5. Kedudukan, peranan, dan kesempatan yang sederajat yg sama dibidang politik, sosial, ekonomi, dan aturan.
6. Pengembangan forum-lembaga sosial serta perilaku-sikap dalam warga meliputi; efisiensi, kerajinan/ketekunan, keteraturan, ketetapan, kesederhanaan dan kecermatan, ketelitian serta kejujuran, bersifat rasional dalam merogoh keputusan, siap menghadapi perubahan, ulet dan memakai kesempatan yg benar, integritas serta bisa berdiri sendiri, bersikap kooperatif”.
(Soekanto, 2000:454)
Diatas telah dijelaskan secara singkat tujuan yang ingin dicapai sang pembangunan.
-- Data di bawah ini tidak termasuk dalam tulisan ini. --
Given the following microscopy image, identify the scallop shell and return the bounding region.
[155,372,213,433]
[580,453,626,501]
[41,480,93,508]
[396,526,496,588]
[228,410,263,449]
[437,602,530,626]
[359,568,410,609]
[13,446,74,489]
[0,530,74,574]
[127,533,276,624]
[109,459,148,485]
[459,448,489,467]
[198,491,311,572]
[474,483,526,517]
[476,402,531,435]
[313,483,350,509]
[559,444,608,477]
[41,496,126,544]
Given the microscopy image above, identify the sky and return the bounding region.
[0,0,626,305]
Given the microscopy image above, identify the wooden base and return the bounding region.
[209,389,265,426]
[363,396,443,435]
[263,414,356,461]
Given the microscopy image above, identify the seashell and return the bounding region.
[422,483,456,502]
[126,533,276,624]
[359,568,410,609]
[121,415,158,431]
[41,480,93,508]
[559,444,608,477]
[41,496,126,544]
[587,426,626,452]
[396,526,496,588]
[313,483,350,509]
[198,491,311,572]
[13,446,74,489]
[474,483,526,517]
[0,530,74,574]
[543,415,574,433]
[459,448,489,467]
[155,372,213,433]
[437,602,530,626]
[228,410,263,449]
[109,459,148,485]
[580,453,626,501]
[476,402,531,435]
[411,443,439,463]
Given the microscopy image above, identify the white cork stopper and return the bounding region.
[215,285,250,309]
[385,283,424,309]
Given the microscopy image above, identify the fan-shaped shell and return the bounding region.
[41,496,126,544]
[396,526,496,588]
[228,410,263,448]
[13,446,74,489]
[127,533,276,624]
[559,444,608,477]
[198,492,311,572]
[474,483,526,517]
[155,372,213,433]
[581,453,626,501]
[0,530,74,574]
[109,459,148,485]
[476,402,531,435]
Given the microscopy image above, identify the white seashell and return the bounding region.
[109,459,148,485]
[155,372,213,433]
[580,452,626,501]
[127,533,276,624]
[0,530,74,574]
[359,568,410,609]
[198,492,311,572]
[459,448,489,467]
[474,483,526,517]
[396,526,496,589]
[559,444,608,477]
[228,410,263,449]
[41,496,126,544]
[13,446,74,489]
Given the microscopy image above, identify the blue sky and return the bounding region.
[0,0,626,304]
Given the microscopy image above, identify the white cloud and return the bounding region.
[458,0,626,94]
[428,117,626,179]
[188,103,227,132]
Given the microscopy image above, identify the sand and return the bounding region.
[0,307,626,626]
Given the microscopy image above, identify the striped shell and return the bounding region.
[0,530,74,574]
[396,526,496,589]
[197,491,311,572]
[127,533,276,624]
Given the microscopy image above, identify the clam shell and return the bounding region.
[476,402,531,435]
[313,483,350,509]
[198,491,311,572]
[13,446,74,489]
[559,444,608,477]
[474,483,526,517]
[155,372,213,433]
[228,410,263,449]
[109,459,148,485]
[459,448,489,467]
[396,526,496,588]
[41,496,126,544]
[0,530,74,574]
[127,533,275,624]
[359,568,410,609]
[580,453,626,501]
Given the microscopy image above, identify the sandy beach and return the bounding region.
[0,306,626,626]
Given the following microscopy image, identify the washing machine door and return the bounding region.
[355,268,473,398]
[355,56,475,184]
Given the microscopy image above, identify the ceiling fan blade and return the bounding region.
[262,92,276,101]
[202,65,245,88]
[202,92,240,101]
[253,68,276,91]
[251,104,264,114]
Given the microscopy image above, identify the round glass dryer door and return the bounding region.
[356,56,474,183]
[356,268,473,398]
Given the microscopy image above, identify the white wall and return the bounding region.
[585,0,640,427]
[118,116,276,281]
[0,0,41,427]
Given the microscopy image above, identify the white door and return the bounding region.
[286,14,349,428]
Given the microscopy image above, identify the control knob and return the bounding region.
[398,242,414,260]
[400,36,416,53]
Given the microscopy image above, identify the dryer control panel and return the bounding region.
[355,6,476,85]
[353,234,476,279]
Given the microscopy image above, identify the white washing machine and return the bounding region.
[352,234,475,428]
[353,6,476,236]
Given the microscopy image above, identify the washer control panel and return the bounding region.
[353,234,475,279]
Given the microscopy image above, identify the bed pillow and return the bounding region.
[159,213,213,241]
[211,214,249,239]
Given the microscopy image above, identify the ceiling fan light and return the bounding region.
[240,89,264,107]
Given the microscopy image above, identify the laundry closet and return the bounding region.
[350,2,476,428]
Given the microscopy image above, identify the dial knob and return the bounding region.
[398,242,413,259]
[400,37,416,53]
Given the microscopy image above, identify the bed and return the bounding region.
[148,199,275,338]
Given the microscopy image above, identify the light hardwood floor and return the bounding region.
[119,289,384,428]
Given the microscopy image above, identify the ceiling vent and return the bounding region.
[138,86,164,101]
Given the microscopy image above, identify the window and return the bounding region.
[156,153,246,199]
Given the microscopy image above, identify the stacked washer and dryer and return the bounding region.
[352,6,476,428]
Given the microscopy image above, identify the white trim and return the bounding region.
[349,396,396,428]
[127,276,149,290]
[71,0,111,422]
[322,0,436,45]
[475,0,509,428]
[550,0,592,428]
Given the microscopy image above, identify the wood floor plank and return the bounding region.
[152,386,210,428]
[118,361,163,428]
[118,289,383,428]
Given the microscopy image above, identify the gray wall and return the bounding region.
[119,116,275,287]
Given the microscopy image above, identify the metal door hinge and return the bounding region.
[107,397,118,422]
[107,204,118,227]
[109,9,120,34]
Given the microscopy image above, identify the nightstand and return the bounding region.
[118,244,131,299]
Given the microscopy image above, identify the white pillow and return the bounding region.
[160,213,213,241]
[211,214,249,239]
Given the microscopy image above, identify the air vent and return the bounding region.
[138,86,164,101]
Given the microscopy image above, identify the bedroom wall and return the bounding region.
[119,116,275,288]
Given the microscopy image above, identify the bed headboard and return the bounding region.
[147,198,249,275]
Disamping itu juga telah uraikan cita-cita yg terkandung pada pembangunan itu. Pembangunan buat mencapai tujuan eksklusif itu, dapat dilakukan melalui cara-cara tertentu.
Pada dasarnya cara melakukan pembangunan merupakan sebagai berikut :
1 Struktural, mencakup perencanaan, pembentukan serta penilaian terhadap forum-lembaga sosial, produsernya serta pembangunan secara materil.
2 Spiritual, yg meliputi tabiat serta pendidikan pada penggunaan cara-cara berfikir secara ilmiah.
(Soekanto, 2000:455)
Cara-cara tadi diatas dapat ditempuh, oleh lantaran secara analitis rakyat terdiri dari struktur sosial yg mencakup ekonomi, teknologi dan sistem kedudukan serta peranan. Kecuali itu, jua masih ada sistem pemerintahan yang mengatur distribusi kekuasaan serta wewenang, serta adanya kebudayaan yg meliputi sistem nilai.
Konsep pembangunan tadi adalah upaya pembangunan berwawasan manusia, dimana berdasarkan The World Commision on Environment and Development (WCED) dimaksudkan menjadi :
1. Koreksi terhadap pembangunan yang berwawasan lebih pada pertumbuhan ekonomi dan kurang dalam keadilan sosial.
2. Jawaban terhadap kepincangan SDM contoh negara berkembang dibandingkan dengan contoh negara maju.
3. Pembangunan yg berorientasi nir hanya pada kepentingan insan saja, malainkan jua dalam interaksi dengan lingkungannya.